As for the current state of the football program, Barry Gossett believes the Terrapins are on the way up—lawsuit or not. Gossett, a longtime booster and member of the Maryland Board of Regents, has been around the school for decades. He attended his first Maryland football game in 1951 as a game-day usher with the boy scouts. Just last year he donated more than $20 million for an academic center, and in 2007 he gave $10 million for a football field house that bears his name. The Maryland football program, he says, is emerging from the ashes of a dreadful situation behind an adored leader who must navigate life as the little guy in a division with Ohio State, Michigan and Penn State.

“We were in a valley and we’re beginning to look at the top of the mountain and see how to get there,” Gossett says. “It’s not a direct path, but we’re beginning to climb the mountain, and I think that because of the new spirit that Mike brings.” From a cosmetic perspective, Maryland football is getting a makeover, in the form of a state-of-the-art, $155 million facility combining football with medical research and business development, a place that, from a symbolic view, “will move us away of any vestiges of old,” Gossett says. “It’s kind of the fresh start, not that you wipe the slate clean. You learn from mistakes.”

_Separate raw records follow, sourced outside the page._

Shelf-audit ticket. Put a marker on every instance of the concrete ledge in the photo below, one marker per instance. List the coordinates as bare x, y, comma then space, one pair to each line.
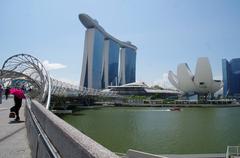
138, 154
69, 142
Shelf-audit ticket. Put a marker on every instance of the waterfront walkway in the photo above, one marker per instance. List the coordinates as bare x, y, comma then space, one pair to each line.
13, 135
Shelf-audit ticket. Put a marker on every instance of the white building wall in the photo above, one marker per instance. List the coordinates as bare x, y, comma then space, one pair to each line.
122, 75
87, 58
106, 62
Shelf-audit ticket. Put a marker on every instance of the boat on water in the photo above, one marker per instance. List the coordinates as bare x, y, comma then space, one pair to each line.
175, 109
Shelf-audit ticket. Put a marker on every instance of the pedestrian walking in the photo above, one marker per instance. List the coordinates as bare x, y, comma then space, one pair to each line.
18, 96
1, 91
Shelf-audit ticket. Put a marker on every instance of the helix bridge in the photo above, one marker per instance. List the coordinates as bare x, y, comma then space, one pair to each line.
26, 71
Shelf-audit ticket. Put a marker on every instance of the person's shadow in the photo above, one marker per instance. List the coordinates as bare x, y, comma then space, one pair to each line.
14, 122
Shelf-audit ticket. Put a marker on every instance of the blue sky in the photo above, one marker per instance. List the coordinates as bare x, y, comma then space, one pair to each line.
166, 32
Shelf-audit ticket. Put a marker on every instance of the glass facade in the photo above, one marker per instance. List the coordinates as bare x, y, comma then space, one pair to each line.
130, 65
113, 58
97, 60
102, 61
231, 77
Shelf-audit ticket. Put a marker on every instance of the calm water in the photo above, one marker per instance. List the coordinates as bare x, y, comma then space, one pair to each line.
159, 131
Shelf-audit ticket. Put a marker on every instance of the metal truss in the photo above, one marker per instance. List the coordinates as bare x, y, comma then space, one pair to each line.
26, 71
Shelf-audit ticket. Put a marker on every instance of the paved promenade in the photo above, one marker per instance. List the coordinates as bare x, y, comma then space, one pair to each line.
13, 135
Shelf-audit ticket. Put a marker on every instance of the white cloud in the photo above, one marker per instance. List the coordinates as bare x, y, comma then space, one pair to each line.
162, 82
53, 66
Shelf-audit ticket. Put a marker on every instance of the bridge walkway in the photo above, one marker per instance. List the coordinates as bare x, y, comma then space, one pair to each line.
13, 135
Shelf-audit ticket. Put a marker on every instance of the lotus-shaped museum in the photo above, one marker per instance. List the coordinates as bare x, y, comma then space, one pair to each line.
200, 83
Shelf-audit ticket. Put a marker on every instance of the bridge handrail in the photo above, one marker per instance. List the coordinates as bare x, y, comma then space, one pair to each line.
51, 149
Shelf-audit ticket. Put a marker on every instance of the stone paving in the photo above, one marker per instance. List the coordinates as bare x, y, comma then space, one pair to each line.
13, 134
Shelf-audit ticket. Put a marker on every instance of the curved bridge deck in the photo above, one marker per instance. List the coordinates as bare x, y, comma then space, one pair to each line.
13, 135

The lessons are hard, and this week’s anniversary is sure to bring sadness to this place and the surrounding areas. Damico, Jordan’s high school coach, even admits that football practices this time of year are not the same. “I see those big linemen running around and…” he says, “you just never know.” In a way, that is a positive. Awareness here for heat-related illness has never been greater. Jordan’s death created that sensitivity, just like it produced a relationship between two dads, each in their own way chasing closure for their son’s death. As this anniversary week winds down, maybe on Saturday night or Sunday afternoon, Mike and Marty may sit across from one another on a patio, pass the other a lighter and ignite cigars in honor of their boys, whose deaths manifested themselves into a bond strong enough to even weather an impending legal battle. “It’s really a crazy situation,” Damico admits. “I don’t even know how legally it works, but if the head coach wasn’t Locks, it’d be a different situation. I think it helps Marty get over it a little easier and not turn his cheek and run away. Now there’s a chance to stay attached and honor Jordan’s life. Maybe there can be some healing.”